Genetik yatkınlığın da Parkinson hastalığı gelişiminde büyük rolü olduğunu unutmamak lazım. Tüm Parkinson hastalarının %10 kadarı doğrudan genetik yatkınlık nedeniyle bu hastalığa yakalanıyor.

Muhammed Ali’nin uzun yıllar yanında olan ve hekimliğini de yapan Dr. Michael Okun, onun yakınmalarının emekli olduktan 3 yıl sonra ortaya çıktığını ama dövüşürken de Parkinson hastalığı ile ilişkili olabilecek bulgular saptadığını söylüyor.

Doktorunun açıklaması Ali’nin hastalığa genetik yatkınlığının olduğunu gösteriyor. Yani dövüş sırasında aldığı darbeler sadece hastalığın ortaya çıkışını kolaylaştırmış, hepsi o kadar.
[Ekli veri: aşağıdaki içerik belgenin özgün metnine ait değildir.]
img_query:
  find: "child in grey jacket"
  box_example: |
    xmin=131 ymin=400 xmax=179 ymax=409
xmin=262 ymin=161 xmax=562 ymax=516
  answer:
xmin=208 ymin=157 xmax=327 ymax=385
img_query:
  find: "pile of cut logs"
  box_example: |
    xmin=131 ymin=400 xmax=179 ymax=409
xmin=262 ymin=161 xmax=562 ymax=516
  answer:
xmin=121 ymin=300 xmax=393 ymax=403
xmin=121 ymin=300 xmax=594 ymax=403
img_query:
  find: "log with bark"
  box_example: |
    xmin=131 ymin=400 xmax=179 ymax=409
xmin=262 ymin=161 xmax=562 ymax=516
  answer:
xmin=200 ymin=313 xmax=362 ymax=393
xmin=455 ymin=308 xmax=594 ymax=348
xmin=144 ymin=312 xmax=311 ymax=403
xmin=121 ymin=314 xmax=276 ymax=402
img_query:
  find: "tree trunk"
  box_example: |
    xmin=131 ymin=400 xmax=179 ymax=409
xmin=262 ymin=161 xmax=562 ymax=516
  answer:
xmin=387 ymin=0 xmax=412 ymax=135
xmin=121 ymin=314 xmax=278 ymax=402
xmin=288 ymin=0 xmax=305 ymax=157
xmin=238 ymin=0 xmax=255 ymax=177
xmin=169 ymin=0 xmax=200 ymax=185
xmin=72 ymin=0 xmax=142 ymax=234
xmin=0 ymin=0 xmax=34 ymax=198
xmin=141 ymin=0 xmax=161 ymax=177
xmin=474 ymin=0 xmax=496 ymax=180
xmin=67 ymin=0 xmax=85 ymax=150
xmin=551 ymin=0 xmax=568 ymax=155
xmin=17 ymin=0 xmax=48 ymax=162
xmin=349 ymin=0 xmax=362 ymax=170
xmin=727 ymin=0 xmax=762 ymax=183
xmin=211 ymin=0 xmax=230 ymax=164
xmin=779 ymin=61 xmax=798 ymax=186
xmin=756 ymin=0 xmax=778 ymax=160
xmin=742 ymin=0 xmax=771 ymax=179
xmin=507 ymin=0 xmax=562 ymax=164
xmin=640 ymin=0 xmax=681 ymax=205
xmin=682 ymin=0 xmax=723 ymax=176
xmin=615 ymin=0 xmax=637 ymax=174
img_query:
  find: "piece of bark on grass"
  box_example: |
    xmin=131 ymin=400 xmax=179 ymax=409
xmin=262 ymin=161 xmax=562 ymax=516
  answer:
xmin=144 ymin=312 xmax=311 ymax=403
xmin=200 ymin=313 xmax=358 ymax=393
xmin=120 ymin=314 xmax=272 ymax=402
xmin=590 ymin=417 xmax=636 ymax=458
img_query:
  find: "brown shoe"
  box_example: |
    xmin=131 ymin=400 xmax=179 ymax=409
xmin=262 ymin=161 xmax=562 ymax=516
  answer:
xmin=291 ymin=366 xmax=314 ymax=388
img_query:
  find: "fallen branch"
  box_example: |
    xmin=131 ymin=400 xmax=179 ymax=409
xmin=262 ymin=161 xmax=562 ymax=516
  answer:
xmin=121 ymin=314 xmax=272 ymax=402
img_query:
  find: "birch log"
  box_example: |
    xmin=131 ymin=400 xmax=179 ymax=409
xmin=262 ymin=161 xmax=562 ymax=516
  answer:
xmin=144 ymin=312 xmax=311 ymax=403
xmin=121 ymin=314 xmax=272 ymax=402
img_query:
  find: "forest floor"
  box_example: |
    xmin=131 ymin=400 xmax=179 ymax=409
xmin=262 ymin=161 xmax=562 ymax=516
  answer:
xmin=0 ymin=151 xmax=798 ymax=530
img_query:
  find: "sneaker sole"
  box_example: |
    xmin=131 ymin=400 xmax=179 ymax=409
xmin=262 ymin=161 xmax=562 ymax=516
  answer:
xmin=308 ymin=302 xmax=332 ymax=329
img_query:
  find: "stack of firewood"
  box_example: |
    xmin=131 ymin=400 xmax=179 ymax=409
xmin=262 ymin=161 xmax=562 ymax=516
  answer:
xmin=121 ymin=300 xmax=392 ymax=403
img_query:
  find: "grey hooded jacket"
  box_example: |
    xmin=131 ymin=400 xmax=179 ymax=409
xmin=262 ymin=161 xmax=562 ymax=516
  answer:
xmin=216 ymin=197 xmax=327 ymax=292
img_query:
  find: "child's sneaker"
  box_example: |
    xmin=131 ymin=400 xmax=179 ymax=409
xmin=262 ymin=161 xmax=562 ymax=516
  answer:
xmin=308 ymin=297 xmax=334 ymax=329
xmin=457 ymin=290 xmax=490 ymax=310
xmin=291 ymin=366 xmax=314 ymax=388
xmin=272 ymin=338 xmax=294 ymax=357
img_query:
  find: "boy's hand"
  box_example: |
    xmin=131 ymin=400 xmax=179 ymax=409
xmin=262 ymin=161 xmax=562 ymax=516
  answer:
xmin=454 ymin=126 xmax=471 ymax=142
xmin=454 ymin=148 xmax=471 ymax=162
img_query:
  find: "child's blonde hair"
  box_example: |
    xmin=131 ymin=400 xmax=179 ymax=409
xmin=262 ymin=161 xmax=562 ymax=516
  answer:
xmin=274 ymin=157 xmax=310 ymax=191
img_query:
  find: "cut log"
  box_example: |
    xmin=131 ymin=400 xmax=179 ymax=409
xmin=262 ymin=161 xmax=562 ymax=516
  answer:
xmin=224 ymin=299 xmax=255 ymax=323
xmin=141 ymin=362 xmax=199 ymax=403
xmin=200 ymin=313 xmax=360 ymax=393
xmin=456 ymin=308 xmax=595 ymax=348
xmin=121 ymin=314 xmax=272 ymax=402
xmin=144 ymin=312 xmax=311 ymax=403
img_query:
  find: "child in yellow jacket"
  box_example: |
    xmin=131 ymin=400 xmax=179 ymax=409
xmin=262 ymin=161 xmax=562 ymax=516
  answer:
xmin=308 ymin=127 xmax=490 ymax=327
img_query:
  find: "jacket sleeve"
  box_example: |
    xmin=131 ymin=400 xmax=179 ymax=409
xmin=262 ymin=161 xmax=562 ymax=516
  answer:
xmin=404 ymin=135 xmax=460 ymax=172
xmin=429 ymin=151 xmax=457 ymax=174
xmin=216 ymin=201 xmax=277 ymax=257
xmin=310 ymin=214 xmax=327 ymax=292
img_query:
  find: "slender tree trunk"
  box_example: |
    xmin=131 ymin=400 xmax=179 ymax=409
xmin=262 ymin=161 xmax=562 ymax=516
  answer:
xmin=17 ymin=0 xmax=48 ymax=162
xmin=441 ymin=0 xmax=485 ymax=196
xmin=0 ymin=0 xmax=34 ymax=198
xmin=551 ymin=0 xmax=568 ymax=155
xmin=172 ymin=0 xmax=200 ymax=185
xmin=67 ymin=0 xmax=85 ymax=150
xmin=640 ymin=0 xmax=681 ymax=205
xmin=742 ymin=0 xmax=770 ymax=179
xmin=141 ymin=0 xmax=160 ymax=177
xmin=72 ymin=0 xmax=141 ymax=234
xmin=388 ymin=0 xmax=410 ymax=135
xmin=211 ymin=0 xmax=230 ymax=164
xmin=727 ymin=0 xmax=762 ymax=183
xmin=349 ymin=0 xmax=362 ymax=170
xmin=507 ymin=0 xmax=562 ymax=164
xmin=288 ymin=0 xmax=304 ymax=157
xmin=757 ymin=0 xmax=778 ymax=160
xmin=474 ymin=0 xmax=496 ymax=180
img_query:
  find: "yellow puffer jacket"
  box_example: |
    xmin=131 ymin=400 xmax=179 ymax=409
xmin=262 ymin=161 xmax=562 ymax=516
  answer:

Herhalde erken emekli olmayıp dövüşmeye devam etseydi büyük olasılıkla daha fazla darbe nedeniyle çok daha ağır bir hasta olacaktı.

Ali’ye rağmen boks ile Parkinson arasında net bir ilişkiden halen söz edemeyiz, yeterli kanıt yok çünkü.

Böcek ilaçlarının, kırsal kesimde yaşıyor olmanın, kuyu suyu kullanmanın, kafa içi enfeksiyonların, damar sertliğinin (ateroskleroz) hastalık gelişimine etkisi olduğu da söyleniyor.

Muhammed Ali, ABD Phoneix’de Parkinson konusunda araştırmalar yapan “Muhammed Ali Parkinson Merkezi” isimli bir enstitü kurmuş. Tam Muhammed Ali’ye uygun bir girişim.

Ne demişti bize?

"Rüyalarınızı gerçekleştirmenin en iyi yolu uyanmaktır."

 Bu inanılmaz adam ben henüz 10 yaşındayken yüreğime girdi ve bir daha hiç çıkmadı.